Create a re-usable workflow for oci-image scans #69

DnPlas · 2024-09-25T20:27:17Z

Context

As the team grows its offerings, security vulnerabilities must be scanned and report effectively so the team can addressed them in an appropriate time.
Currently, the only repository that has a Github workflow for scanning oci-images and getting reports is canonical/bundle-kubeflow using the scan-images.yaml workflow. While working correctly at the moment, this workflow presents the following limitations:

Uses a local script to gather the images used in all charm repositories that form the bundle. At the same, the get-all-images.py script depends on scripts present in each repository to generate a list of images per repo. The problem with this is that 1) not all repos have this script (e.g. mlflow), 2) this script is tightly coupled to the host repo.
The Scan images step of the workflow depends on two scripts located at canonical/kubeflow-ci. This is problematic because 1) it creates a maintenance task, 2) they are doing something that actions like aquasecurity/[email protected] are already providing.
The workflow is not re-usable as is, meaning it cannot be used by mlflow-operator repository.

Proposal

Create a re-usable workflow for scanning oci-images that:

Uses the aquasecurity/[email protected] to scan and generate reports for each of the images under scan
Uploads each of the Trivy reports as artefacts of the Github workflow run
Automatically report vulnerabilities via Github issues in the rock's repository (i.e. canonical/training-operator-rocks, canonical/kubeflow-rocks)
If the vulnerability for a specific image has already been reported, the workflow is smart enough to update an existing issue with the latest details of the report.
Runs on schedule, but also provides a workflow dispatch

Please NOTE that part of this proposal is to only scan images that the Analytics team maintains. This is because the images that charms use that come from upstream cannot be patched by us.

Limitations

~~1. There is no other way of fetching the images that each charm uses, so for now we'll stick to using the get-all-images.py script.~~
2. The Trivy reports will be uploaded individually, meaning that there is a linear relation between the number of scanned images and the number of artefacts saved in the workflow run.
3. BIGGEST This workflow will be coupling the product to the rocks, that is, the scans are done far from the source code. Ideally we'd have scans and vulnerability reports at the rockcraft project repositories. For this one, though, we could plan to push rocks to the oci-factory and outsource all the vulnerability scans and reports. The workflows will live at rocks repo level, so this is not a limitation anymore.

Out of scope

Automatic notifications in mailing list or MM
snap or charm scans - though common workflows can be used in other automations, for example, for creating GH issues.

Example

Scanning an image - this is an example run. The vulnerability scan job will fail if it founds a CRITICAL or HIGH vulnerability and it will report an issue.
The workflow - this is how the workflow would look like, just with a bit of work to make it 100% product agnostic.
Automatic issue creation - this is an example of an issue that will be created automatically by the workflow. It currently uses my GH token, that's why I'm the reporter, but ideally we'll use the CKF bot for it.

What needs to get done

Create a re-usable workflow for getting images used by any rock, scanning them for vulnerabilities, and reporting found vulns following the example in https://github.com/canonical/bundle-kubeflow/pull/1087/files#diff-327280cbc65c9de9998db8b0e5d1c937ccf75524907e5f9d026304ca85146f53

Definition of Done

There is a re-usable workflow that any of the charming products of this team can use.

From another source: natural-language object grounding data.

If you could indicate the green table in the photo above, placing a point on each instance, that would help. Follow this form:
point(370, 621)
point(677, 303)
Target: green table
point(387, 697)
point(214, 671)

The text was updated successfully, but these errors were encountered:

syncronize-issues-to-jira · 2024-09-25T20:27:26Z

Thank you for reporting us your feedback!

The internal ticket has been created: https://warthogs.atlassian.net/browse/KF-6331.

This message was autogenerated

DnPlas · 2024-09-26T17:15:00Z

Based on feedback from @misohu, the way to better approach this enhancement proposal is to have the scans closer to the source (each rock repository) instead of a central place.
@misohu also pointed out that rocks are already being scanned on_push and on_pull by the canonical/charmed-kubeflow-workflows/.github/workflows/get-rocks-modified-and-build-scan-test-publish.yaml@main workflow, so scans are already happening at the rock level, but vulnerabilities are not being reported and not being constantly tested.
I am editing the original proposal in the description of this issue to match the above.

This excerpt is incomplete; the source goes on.